Search code examples
statisticsclassificationpolygonrasterqgis

Calculate raster landscape proportion (percentage) within multiple overlaping polygon (shapefiles)?


I think the easiest way is to extract the raster values within each polygon and calculate the proportion. Is it possible to do so without reading the entire grid as an array?


I have 23 yearly global classified raster (resolution = 0.00277778 degree) from 1992 - 2015 and a polygon vector with 354 shapes (which overlap at some parts).

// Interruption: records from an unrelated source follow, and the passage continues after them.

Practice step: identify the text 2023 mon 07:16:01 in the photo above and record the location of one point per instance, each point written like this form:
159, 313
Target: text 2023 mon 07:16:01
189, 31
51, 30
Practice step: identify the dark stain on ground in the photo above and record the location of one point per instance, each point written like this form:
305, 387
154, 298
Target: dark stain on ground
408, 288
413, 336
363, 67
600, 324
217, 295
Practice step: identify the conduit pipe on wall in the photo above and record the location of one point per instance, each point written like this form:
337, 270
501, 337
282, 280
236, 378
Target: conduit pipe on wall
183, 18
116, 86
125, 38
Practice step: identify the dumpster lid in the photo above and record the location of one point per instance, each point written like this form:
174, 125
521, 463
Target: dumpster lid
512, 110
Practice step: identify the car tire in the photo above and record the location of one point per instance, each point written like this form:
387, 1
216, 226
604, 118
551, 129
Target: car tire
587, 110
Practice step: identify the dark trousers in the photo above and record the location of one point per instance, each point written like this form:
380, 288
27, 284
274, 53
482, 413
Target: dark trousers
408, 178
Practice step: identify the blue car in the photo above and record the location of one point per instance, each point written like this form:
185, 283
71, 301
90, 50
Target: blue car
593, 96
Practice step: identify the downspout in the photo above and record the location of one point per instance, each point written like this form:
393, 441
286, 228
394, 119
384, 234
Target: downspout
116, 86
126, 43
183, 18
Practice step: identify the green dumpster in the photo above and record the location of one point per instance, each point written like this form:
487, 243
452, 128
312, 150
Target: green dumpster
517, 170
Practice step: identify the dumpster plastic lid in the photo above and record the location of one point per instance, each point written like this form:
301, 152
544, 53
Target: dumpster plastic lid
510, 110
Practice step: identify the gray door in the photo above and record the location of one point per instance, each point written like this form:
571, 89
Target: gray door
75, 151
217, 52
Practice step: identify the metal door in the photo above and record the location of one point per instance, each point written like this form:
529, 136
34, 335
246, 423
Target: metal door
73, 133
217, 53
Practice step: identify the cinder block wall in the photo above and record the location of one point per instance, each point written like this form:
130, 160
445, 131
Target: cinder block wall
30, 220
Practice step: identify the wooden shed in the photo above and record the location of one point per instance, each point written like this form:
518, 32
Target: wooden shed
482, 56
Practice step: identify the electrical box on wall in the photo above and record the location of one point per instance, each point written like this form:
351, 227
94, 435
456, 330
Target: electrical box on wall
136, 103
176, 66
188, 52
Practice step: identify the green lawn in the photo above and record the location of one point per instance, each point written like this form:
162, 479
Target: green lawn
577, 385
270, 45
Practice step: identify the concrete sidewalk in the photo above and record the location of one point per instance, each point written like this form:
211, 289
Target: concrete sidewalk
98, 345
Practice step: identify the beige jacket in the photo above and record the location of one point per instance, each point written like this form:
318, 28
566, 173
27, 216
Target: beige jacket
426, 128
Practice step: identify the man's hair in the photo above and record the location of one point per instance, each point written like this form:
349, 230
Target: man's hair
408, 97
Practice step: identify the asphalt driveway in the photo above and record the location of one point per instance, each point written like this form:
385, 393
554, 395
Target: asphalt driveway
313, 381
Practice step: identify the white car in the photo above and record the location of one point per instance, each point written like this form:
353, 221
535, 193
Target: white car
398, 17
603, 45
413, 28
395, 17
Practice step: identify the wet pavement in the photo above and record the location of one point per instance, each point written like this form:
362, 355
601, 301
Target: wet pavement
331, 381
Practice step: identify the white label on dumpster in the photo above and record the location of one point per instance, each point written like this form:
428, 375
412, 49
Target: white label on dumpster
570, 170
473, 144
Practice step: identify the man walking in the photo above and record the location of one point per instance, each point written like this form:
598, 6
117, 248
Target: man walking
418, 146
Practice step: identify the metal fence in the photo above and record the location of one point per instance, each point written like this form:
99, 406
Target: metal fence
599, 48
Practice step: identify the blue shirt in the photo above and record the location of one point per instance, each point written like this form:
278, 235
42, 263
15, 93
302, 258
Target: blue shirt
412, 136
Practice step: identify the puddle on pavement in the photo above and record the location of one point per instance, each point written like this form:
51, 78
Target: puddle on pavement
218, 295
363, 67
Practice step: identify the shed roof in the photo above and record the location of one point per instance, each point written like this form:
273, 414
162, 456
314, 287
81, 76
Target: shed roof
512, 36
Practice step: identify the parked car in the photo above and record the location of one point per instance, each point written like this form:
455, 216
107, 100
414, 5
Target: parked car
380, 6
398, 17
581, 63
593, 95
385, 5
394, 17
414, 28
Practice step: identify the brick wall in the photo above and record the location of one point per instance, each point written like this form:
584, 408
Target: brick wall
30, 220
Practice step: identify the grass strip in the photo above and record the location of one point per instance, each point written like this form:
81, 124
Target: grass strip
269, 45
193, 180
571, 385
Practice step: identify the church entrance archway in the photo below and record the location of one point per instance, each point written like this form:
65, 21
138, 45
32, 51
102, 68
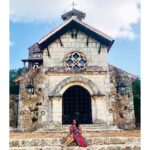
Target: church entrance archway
76, 104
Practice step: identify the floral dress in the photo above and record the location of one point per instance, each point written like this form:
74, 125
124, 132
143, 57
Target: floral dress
76, 132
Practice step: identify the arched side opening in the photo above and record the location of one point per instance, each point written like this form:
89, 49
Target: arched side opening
76, 103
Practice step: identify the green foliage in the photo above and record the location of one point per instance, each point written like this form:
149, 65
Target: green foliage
136, 87
13, 74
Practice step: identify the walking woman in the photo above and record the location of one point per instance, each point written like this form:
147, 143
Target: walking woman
75, 135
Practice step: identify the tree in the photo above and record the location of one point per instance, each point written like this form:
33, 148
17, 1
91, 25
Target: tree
136, 87
13, 74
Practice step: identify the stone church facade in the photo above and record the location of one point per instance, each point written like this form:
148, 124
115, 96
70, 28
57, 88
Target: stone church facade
68, 76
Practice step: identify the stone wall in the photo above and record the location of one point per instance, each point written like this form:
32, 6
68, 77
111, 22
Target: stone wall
13, 112
122, 102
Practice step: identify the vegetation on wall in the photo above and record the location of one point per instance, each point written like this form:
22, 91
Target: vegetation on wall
136, 87
13, 74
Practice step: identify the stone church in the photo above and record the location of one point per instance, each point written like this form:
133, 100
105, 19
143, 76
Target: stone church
68, 76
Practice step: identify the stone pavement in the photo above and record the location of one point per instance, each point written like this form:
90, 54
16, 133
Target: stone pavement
102, 140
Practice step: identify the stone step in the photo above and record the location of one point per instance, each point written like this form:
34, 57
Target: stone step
91, 147
59, 141
86, 128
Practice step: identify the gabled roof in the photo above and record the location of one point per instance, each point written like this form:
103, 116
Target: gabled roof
74, 23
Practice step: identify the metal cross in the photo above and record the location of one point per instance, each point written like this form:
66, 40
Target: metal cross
73, 4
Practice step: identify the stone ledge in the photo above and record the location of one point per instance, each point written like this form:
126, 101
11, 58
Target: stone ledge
92, 147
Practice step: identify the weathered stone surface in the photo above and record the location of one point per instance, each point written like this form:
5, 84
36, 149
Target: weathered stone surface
44, 107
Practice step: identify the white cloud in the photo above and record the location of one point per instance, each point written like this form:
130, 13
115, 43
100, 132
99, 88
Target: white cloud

Because of the overlap (Self-intersection) it is not easy to work with them as raster. Both projected in "+proj=longlat +datum=WGS84 +no_defs".

The raster consists of classes from 10 - 220 The polygon has ABC_ID from 1 - 449

For one Year it looks like: classification and shape example


I need to create a table like:

example table


I already tried to achieve this with:

  1. Zonal Statistics
  2. Pk tools (extract vector sample from raster)
  3. LecoS (Overlay raster metrics)
  4. Cross-Classification and Tabulation" of SAGA GIS (problems with extent)
  5. FRAGSTATS (i was not able to load in the shp file)
  6. Raster --> Extraction --> Clipper dose not work (Ring Self-intersection)

I have heard that Tabulate Area from ArcMap can do this but it would be nice if there is an open source solution to this.


Solution

  • I have managed to do it with Python "rasterio" and "geopandas"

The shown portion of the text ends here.